За последние месяцы он научился ценить субботние вечера и воскресные дни, и страсть отца к уик-эндам уже не казалась ему смешной. Ему очень нехватало рояля, но он мог сидеть с закрытыми глазами и мысленно играть бетховенские сонаты, исполняя их с таким совершенством, какого он никогда не достигал на деле, и слыша их так хорошо, как если бы он сидел за роялем. Кроме того, было еще радио, и если Эви была занята на кухне, он иногда в увлечении начинал размахивать руками, воображая, что дирижирует оркестром. Он слышал про какого-то русского музыканта, который проделывал то же самое перед граммофоном, только надев предварительно фрак. Однажды Эрнест даже сбил абажур с лампы, подгоняя скрипки в заключительном presto. Эви опрометью прибежала из кухни и пролепетала: — Господи, Эрнест, как это случилось? — в ответ на это Эрнест растерянно уставился на жену и медленно покраснел. Он только мало-помалу и с удивлением убеждался, что его причуды каким-то загадочным образом делают его для нее еще милей.
Как-то раз, после дежурства, он зашел за Эви в «Золотой дождь» и застал там Ролло-младшего, который сидел, прямой, как палка, в кресле мистера Бантинга, видимо, чувствуя себя незваным гостем и ужасно стесняясь своих огромных солдатских сапог. Всякий раз, когда он замечал, что эти чудовища вылезают на ковер, он немедленно убирал их назад и размещал под креслом в самых разнообразных положениях. Щеки у него были еще красней, чем прежде, и он казался выше и плотней, он походил теперь на призванного в армию полисмена. Когда вошел Эрнест, он начал поспешно объяснять, что случайно оказался на Кэмберленд-авеню и решил «заглянуть». Он очень старался втолковать это Эрнесту, дабы тот не нашел странным его посещение; он успел уже несколько раз разъяснить это обстоятельство и мистеру Бантингу и Эви. Заметив, что накрывают к ужину, он сейчас же извлек из-под кресла свои сапоги и, тяжело переступая ими, выразил намерение «смотаться». Но его быстро убедили подсесть к столу.
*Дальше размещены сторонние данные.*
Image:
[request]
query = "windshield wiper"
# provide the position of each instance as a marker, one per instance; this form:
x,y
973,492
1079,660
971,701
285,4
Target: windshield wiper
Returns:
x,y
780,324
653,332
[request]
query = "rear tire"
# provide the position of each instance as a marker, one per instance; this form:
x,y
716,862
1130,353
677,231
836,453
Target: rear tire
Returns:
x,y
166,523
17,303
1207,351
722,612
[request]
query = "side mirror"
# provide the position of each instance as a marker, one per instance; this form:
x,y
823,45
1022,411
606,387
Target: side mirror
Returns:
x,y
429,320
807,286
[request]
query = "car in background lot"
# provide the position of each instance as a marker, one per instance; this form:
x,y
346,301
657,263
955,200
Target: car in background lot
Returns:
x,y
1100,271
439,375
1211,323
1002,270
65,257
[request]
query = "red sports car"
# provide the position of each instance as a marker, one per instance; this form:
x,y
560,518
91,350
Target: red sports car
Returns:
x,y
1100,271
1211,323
Берт подтвердил, что он прибыл домой через Дюнкерк. Когда от него потребовали подробного отчета об этих событиях, он после некоторого размышления сказал, что это была довольно поганая штука. Война, повидимому, достигла той стадии, когда он перестал понимать ее. Его отправили в Норвегию, но он видел эту страну только сквозь пелену утреннего тумана, с борта транспортного корабля, на котором его вернули домой. Потом он был во Франции, откуда его еле-еле вывезли под градом бомб. Все эти эвакуации ему вовсе не нравились; а хуже всего то, что пришлось бросить свой танк. Сейчас у него совсем нет танка, да их и вообще-то не видно.